XYZ equipment helps precision engineer meet the demands of the space industry

Thomas Keating is a provider of precision engineering and tool making services, with capabilities covering jig boring and grinding, EDM, electro-forming, and CNC and manual machining.


The company has been successful in winning contracts worth €8.5m from the European Space Agency and Airbus to design, manufacture and test a range of sub-systems for the microwave instruments in the ESA MetOp-SG weather satellite programme. The instruments, featuring proprietary technology from Thomas Keating include: on-board calibration targets for the MicroWave Sounder (MWS), on-board calibration targets for the ICE Cloud Imager (ICI), and the Quasi- Optical Network of the MWSl measure. This equipment will take soundings of atmospheric temperature and humidity, which will provide a significant part of the backbone data required for global weather predictions when it is launched.

This contract has placed an additional load on an already busy machine shop so Thomas Keating’s technical manager, Simon Duke started to review existing capacity. “We initially wanted to replace some older manual machines and had no intention of looking at CNC, but when we came across the XYZ SMX 4000 bed mill fitted with the Prototrak control, we realised we could have the best of both worlds, that said, we are rarely using the machine in manual as programming it is so straightforward.”

The XYZ SMX 4000 is now playing an important role being used for roughing operations and pre-op work, as well as on development projects. This is having a significant impact on the available capacity of more expensive machines, which are now free to concentrate on finishing operations to tolerances at sub-five micron levels.
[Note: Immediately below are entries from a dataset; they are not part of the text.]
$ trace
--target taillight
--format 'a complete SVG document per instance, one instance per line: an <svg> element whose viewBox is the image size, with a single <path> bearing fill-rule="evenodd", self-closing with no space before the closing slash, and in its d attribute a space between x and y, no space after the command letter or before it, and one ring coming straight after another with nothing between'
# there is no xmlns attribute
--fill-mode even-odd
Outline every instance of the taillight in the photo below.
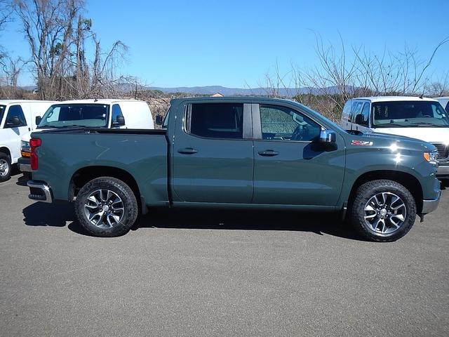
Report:
<svg viewBox="0 0 449 337"><path fill-rule="evenodd" d="M41 144L42 140L41 140L41 138L31 138L29 140L29 147L31 147L29 159L31 161L31 169L33 171L37 170L39 167L39 161L37 159L37 154L36 154L36 149L41 146Z"/></svg>

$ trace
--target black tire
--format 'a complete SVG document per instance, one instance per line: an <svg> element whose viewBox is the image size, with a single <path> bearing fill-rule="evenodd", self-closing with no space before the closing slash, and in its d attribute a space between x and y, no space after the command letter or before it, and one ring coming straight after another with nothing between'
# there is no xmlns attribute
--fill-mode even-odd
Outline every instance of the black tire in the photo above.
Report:
<svg viewBox="0 0 449 337"><path fill-rule="evenodd" d="M95 225L89 220L86 215L86 212L88 213L91 208L93 207L92 204L98 204L98 203L95 201L93 204L91 201L88 200L88 197L98 190L109 190L112 192L111 194L116 194L121 202L119 204L119 208L121 208L121 205L123 205L123 213L121 213L121 216L121 216L120 220L109 227L99 227L102 225L101 223ZM95 199L95 197L94 199ZM98 198L95 199L98 200ZM102 200L100 201L102 203L103 202ZM111 204L110 206L111 212L113 211L112 205L112 204ZM100 214L103 209L102 207L93 209L92 214L95 212L99 212L97 215ZM112 177L98 178L89 181L83 186L76 196L74 208L75 213L79 223L86 230L95 237L118 237L123 235L128 232L131 228L138 214L138 205L133 190L123 181ZM105 212L103 211L103 213ZM105 216L99 216L100 220L105 222ZM95 220L93 220L95 221ZM100 222L100 220L98 220L98 222ZM109 225L109 224L107 223L106 225Z"/></svg>
<svg viewBox="0 0 449 337"><path fill-rule="evenodd" d="M11 177L13 165L11 164L11 157L6 153L0 152L0 164L6 166L4 171L1 171L1 172L6 172L6 174L4 176L0 173L0 183L3 183L4 181L9 180Z"/></svg>
<svg viewBox="0 0 449 337"><path fill-rule="evenodd" d="M373 211L368 211L368 213L366 213L366 207L368 207L368 201L373 200L373 198L375 197L375 195L378 195L382 192L387 194L387 199L390 197L389 196L392 195L391 194L394 194L395 197L401 198L400 201L396 201L396 204L393 203L395 204L395 207L396 206L396 205L400 204L401 201L402 201L404 205L403 207L400 209L401 212L404 212L403 210L405 209L405 216L402 216L404 220L401 221L401 225L398 228L396 228L396 225L392 225L391 222L388 223L389 226L384 225L383 227L384 228L387 227L387 230L392 230L393 232L391 232L382 233L381 230L382 224L387 221L389 213L390 214L389 219L391 219L391 216L393 216L393 218L395 218L396 220L398 220L396 214L391 213L387 215L384 214L387 211L382 211L382 209L384 207L386 210L389 209L387 206L378 206L380 209L380 211L378 211L379 209L375 209ZM391 197L390 200L394 199L393 197ZM387 204L388 201L384 203L384 205ZM403 237L412 228L416 219L416 203L410 191L396 181L388 180L372 180L364 183L357 189L355 199L350 207L349 211L350 220L354 229L363 238L370 241L389 242L396 241ZM384 213L381 213L382 211ZM389 210L388 211L390 212ZM397 211L396 211L396 212ZM373 223L376 220L382 221L382 220L380 219L383 214L382 219L384 222L380 223L379 230L373 230L365 219L366 214L372 216L374 213L376 214L375 216L376 218L373 220L368 219L367 221L368 223L370 221L373 221ZM377 227L377 225L375 224L375 225Z"/></svg>

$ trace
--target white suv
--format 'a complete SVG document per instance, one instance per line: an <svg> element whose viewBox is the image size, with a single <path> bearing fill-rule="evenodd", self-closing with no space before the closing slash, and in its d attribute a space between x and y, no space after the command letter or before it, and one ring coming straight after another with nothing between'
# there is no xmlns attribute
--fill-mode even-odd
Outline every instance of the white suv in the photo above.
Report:
<svg viewBox="0 0 449 337"><path fill-rule="evenodd" d="M449 112L431 98L362 97L344 105L340 126L348 131L405 136L431 143L438 152L437 176L449 178Z"/></svg>

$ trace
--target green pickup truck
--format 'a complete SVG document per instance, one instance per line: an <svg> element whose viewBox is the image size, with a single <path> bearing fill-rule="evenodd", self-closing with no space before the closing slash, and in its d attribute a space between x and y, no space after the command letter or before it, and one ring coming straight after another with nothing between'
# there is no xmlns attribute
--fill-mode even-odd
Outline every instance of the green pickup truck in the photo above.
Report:
<svg viewBox="0 0 449 337"><path fill-rule="evenodd" d="M405 235L439 201L434 145L348 133L293 101L175 99L159 123L33 133L29 198L73 201L102 237L123 234L151 207L199 206L340 211L380 242Z"/></svg>

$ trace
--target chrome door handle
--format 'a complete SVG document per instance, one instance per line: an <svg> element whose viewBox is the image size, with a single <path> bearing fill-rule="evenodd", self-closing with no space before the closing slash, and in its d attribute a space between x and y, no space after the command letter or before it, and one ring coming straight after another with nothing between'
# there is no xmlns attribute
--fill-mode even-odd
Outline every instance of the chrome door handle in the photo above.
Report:
<svg viewBox="0 0 449 337"><path fill-rule="evenodd" d="M274 151L273 150L266 150L264 151L259 151L257 153L263 157L277 156L279 154L279 152L278 152L277 151Z"/></svg>

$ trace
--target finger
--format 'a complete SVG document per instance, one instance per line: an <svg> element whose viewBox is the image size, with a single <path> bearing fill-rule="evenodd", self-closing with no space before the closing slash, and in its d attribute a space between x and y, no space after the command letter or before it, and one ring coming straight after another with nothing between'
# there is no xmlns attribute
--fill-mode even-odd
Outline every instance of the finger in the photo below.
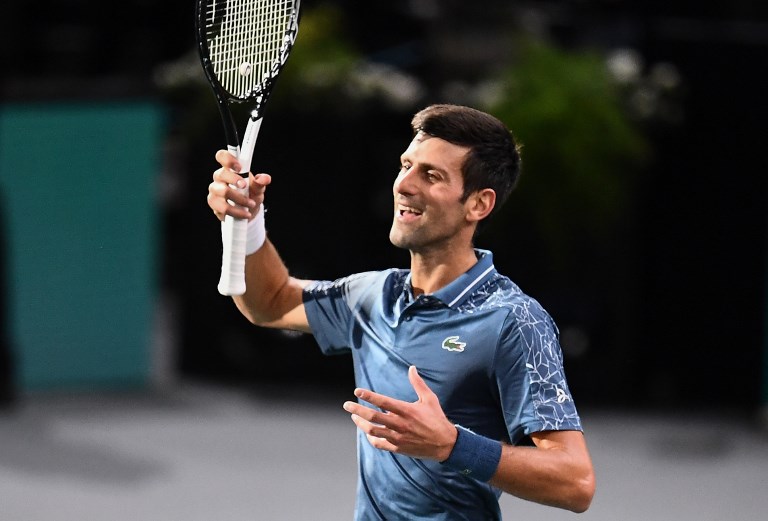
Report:
<svg viewBox="0 0 768 521"><path fill-rule="evenodd" d="M400 441L401 436L397 431L389 429L384 425L370 422L365 418L358 416L357 414L353 414L351 419L357 428L365 433L369 440L376 439L380 440L380 443L388 443L391 447L398 446L398 442Z"/></svg>
<svg viewBox="0 0 768 521"><path fill-rule="evenodd" d="M416 396L419 397L419 401L429 399L435 394L421 375L419 375L419 371L416 369L415 365L408 368L408 380L410 380L413 390L416 391Z"/></svg>
<svg viewBox="0 0 768 521"><path fill-rule="evenodd" d="M396 414L403 414L408 405L410 405L408 402L395 400L394 398L369 391L368 389L355 389L355 396L361 400L365 400L366 402L375 405L376 407L379 407L380 409L394 412Z"/></svg>
<svg viewBox="0 0 768 521"><path fill-rule="evenodd" d="M220 181L214 181L213 183L208 185L208 197L209 197L208 205L211 206L211 208L214 208L214 206L212 205L212 199L214 200L223 199L224 202L232 201L232 203L245 208L254 208L256 206L256 201L252 200L249 197L249 195L246 194L243 190L238 188L232 188L231 185L228 185ZM214 210L216 209L218 209L219 211L226 210L226 208L221 204L220 201L213 201L213 202L215 202L217 205L217 208L214 208Z"/></svg>
<svg viewBox="0 0 768 521"><path fill-rule="evenodd" d="M238 188L248 186L248 180L230 168L221 167L213 173L213 180L217 183L235 185Z"/></svg>
<svg viewBox="0 0 768 521"><path fill-rule="evenodd" d="M237 158L228 150L219 150L216 152L216 162L224 168L240 172L240 163L237 162Z"/></svg>
<svg viewBox="0 0 768 521"><path fill-rule="evenodd" d="M370 424L382 425L389 429L397 429L400 426L400 422L397 421L398 419L394 415L365 407L359 403L344 402L344 410ZM355 424L357 423L355 422ZM369 431L366 430L366 432Z"/></svg>
<svg viewBox="0 0 768 521"><path fill-rule="evenodd" d="M208 194L208 206L219 220L223 220L225 215L231 215L236 219L250 219L252 215L248 208L233 206L223 197L211 194Z"/></svg>
<svg viewBox="0 0 768 521"><path fill-rule="evenodd" d="M269 174L257 174L250 176L250 195L253 199L261 199L261 201L257 202L263 202L264 200L264 192L267 190L267 186L269 186L272 183L272 176Z"/></svg>

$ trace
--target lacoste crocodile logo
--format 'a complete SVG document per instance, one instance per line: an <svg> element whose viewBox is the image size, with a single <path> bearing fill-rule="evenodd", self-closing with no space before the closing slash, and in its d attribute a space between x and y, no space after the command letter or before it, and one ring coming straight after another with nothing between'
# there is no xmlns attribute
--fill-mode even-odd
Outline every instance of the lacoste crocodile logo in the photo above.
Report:
<svg viewBox="0 0 768 521"><path fill-rule="evenodd" d="M464 351L464 347L467 345L466 342L459 341L459 336L449 336L445 340L443 340L443 349L446 351L453 351L455 353L461 353Z"/></svg>

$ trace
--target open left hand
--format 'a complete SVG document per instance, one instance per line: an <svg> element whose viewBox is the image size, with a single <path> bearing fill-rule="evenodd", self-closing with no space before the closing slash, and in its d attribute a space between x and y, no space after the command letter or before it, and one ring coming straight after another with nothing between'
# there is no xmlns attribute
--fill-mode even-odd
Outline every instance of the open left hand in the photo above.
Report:
<svg viewBox="0 0 768 521"><path fill-rule="evenodd" d="M358 388L355 396L381 411L356 402L345 402L344 410L352 415L352 421L377 449L445 461L456 443L456 427L445 416L437 395L419 376L415 366L408 369L408 380L418 397L415 402Z"/></svg>

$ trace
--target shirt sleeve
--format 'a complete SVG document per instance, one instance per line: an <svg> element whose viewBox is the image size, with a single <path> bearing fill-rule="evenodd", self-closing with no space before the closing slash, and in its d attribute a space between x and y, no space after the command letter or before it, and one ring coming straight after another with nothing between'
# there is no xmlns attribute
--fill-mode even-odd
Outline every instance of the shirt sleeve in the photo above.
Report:
<svg viewBox="0 0 768 521"><path fill-rule="evenodd" d="M541 305L513 307L497 351L496 377L512 443L540 431L581 431L563 367L557 326Z"/></svg>
<svg viewBox="0 0 768 521"><path fill-rule="evenodd" d="M349 352L355 314L374 275L359 273L335 281L316 281L304 288L309 327L323 354Z"/></svg>

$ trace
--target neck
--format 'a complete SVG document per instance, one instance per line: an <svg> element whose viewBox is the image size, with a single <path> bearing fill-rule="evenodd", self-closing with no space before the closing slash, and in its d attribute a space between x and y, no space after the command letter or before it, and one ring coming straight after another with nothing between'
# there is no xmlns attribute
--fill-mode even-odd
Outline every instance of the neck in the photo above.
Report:
<svg viewBox="0 0 768 521"><path fill-rule="evenodd" d="M413 294L429 294L456 280L477 263L471 246L457 251L411 252Z"/></svg>

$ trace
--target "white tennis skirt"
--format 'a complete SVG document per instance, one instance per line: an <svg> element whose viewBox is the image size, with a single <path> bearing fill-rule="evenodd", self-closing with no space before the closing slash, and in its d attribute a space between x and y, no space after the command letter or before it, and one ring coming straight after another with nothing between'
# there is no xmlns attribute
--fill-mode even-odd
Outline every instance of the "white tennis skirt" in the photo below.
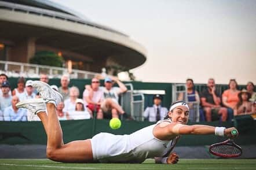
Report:
<svg viewBox="0 0 256 170"><path fill-rule="evenodd" d="M93 159L102 162L129 162L134 156L129 135L100 133L91 139Z"/></svg>

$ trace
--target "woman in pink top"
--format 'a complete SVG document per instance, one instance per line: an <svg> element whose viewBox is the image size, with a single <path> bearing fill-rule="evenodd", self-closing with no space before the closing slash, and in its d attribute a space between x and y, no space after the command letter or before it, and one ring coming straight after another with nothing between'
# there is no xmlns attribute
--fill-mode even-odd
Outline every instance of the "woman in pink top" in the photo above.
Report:
<svg viewBox="0 0 256 170"><path fill-rule="evenodd" d="M237 83L235 79L231 79L228 86L229 89L225 90L222 94L222 104L228 108L228 120L231 120L233 116L233 109L239 101L238 94L240 91L236 88Z"/></svg>
<svg viewBox="0 0 256 170"><path fill-rule="evenodd" d="M234 109L234 116L252 113L253 104L249 101L251 94L246 89L238 94L239 101Z"/></svg>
Thomas Keating chose the SMX 4000 due to its spindle power and table size. The 5.75Kw (7.5HP) allows it to carry out roughing operations on materials such a titanium and Vanadis 10 tool steel, while the 1,470 x 356mm table has created the opportunity to have multiple set-ups in place at the same time. The Prototrak control and its ease of use was also a major influence in the purchase of the machine. “With only one day’s training we were confident in the operation of the machine and we have now entrusted its operation to Thierry Chapman, who has just completed his apprenticeship. In a way, we threw him in at the deep end when the machine arrived, but he has taken to it like a duck to water,” said Duke.

Chapman was one of three people from Thomas Keating to attend the one-day training course where the basic machine operation and use of the Prototrak was explained, including the conversational programming, canned cycles, and how to make use of the Traking, which allows the operator to manually wind handles to move the machine through the program, to confirm that all movements are okay, before pressing cycle start. This is added reassurance for users over and above the graphical representation of the program on screen. “After the one-day training and about one week of operating the machine I was very confident in operating and programming it. Now it is a case of constantly improving how I make it work and my next project is to develop the 3D machining capability,” said Chapman.

The overall capability of the XYZ SMX 4000 is allowing much more to be done on it than originally intended. It is being used as a test bed for machining strategies and developing fixturing. “These are things that we simply did not have capacity to do on our machining centres. For example, we do a lot of electroforming, which requires mandrels/ forms to be machined, onto which we deposit copper and gold. We can experiment with the development of these on the SMX without interfering with intricate setups on our machining centres. So, the decision to buy the SMX with its Prototrak control was definitely a good one,” said Duke.